When you take your running seriously, you can't go without a running journal or running log.

Many runners use them.

You could use your running journal to write about the details of workouts and summarize how they feel before, during, and after their workouts.

Keeping a running journal enables runners to discover their weaknesses and rectify them.

Running journals or running logs also gives you a chance to reflect back on which type of running program or conditions led to a certain injury.

What Information Do You Put In A Running Journal?

You can use a running journal / running log to record virtually anything you find important about your run. You would usually, as a bare minimum, use it to record each of your runs or workouts. In your entries, you usually record distance, length of the run and the type of running training. You may also include where you ran (e.g. the actual route or whether it was on a treadmill, track or forest trail), whether it was a morning, afternoon or night run, which food you ate before or after your run and how you felt the run went.

You can also record your heart rate, speed, pre-run and post-run stretches, and additional information in your running journal/running log. You would record this information to help you understand why a certain run may have proceeded better than another run. Running journals are key to helping you resolve those questions. Serious runners leave out no detail of their runs, since they strive to understand which conditions fuel their peak performance.

Why Do You Keep A Running Journal?

First of all, your running journal/running log serves as your own personal "athletic diary". You keep it to know where you have been and where you are going with your running training. When you are trying to understand your performance it is very important to be able to dissect the elements of that performance.

Besides acting as an "athletic diary", a running journal/running log may also contain your personal calendar. For example, you may enter the dates to purchase new shoes, or when it is time to add an extra mile to a daily run or a full running training program. You may also enter marathon/race dates and training group runs. Often, you use the journal to write down goals, which you can revisit as a motivation tool to overcome difficult moments in training.
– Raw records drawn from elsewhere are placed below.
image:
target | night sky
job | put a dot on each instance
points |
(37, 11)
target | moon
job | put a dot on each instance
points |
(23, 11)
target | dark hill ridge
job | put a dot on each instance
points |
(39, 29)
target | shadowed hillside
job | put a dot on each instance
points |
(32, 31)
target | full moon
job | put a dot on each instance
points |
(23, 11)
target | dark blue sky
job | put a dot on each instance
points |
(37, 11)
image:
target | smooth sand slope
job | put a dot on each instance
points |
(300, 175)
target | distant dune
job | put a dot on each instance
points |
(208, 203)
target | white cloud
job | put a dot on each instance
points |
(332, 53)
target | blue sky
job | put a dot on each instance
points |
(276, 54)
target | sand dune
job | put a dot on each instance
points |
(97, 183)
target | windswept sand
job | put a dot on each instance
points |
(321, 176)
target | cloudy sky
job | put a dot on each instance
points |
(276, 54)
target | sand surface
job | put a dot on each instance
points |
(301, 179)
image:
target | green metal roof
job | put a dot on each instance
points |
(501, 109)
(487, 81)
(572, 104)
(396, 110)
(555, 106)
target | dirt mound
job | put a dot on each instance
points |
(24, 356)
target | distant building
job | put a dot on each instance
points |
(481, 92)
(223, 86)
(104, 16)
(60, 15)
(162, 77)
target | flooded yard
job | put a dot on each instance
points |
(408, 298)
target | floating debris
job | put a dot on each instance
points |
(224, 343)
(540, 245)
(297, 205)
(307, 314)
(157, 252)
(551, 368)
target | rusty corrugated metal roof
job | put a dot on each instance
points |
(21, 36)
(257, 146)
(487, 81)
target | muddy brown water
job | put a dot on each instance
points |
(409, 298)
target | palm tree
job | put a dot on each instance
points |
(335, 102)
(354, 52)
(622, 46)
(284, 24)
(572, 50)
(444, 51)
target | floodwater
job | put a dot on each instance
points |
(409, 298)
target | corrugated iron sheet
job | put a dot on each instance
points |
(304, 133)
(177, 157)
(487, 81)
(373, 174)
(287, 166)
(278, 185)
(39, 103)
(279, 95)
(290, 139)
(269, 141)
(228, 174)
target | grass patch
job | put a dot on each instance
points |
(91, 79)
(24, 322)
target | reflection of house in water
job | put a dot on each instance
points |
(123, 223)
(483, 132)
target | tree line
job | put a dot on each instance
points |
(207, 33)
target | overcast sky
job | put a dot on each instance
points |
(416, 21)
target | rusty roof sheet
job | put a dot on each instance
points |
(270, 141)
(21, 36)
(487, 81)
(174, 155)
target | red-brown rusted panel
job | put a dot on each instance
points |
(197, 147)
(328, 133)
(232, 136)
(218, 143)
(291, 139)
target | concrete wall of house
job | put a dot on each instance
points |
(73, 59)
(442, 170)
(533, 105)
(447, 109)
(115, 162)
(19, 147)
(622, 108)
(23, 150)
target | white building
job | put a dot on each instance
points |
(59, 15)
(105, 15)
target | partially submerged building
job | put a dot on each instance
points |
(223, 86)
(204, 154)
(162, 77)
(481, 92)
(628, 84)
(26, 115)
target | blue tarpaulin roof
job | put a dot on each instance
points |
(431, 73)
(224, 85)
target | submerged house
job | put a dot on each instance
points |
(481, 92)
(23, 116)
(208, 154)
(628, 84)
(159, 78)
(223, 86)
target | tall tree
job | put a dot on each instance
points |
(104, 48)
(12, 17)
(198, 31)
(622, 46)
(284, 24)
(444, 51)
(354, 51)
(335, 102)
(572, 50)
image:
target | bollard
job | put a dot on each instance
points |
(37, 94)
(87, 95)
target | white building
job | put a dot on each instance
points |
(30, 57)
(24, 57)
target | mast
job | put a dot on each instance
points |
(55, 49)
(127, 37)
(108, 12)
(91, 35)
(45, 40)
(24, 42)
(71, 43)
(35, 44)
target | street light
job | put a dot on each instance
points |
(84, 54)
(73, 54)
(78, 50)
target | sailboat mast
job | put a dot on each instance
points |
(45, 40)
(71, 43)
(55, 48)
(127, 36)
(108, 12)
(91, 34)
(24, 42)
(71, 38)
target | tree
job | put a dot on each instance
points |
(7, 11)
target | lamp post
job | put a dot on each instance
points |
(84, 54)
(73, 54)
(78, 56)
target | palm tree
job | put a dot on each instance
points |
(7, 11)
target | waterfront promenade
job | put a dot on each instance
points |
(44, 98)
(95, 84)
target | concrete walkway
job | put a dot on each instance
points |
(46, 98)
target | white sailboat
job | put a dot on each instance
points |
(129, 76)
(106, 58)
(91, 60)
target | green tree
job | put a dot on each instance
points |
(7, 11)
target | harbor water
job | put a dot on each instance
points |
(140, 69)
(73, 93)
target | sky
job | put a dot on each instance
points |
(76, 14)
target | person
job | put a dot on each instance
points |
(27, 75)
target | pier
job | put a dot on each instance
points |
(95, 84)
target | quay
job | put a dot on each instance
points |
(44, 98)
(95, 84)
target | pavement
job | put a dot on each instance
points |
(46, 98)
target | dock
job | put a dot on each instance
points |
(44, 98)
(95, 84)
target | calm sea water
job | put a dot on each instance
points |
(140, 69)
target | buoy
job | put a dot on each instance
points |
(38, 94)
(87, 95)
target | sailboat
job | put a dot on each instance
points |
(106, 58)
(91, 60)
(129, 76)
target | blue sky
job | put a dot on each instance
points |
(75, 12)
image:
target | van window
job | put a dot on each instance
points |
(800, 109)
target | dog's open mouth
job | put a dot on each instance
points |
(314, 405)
A running journal/running log also acts as your personal reference book. Keeping a running log for each year of training allows you to revisit old journals and see how far you have come in their training. You are often surprised by your progress as you review old logs. This surprise typically re-motivates you to stay the course with your current goals.

Most of all, the running journal/running log is meant to act as an individualized guide to your peak training. It prompts you to learn when your mind and body is in sync for running. For example, athletes who are reviewing old journal entries may find that they train best running alone rather than with others. Furthermore, they may discover that certain foods cause indigestion and impede their performance. Reviewing this information prompts them to make necessary changes and modify their training.

A running journal is an invaluable tool to both recreational and full-time athletes.

It urges you to take your training seriously and achieve your goals.

Like many people, it may not be obvious to you which small details affect your running. A running journal / running log may well help you to notify you of issues and help you make corrective changes.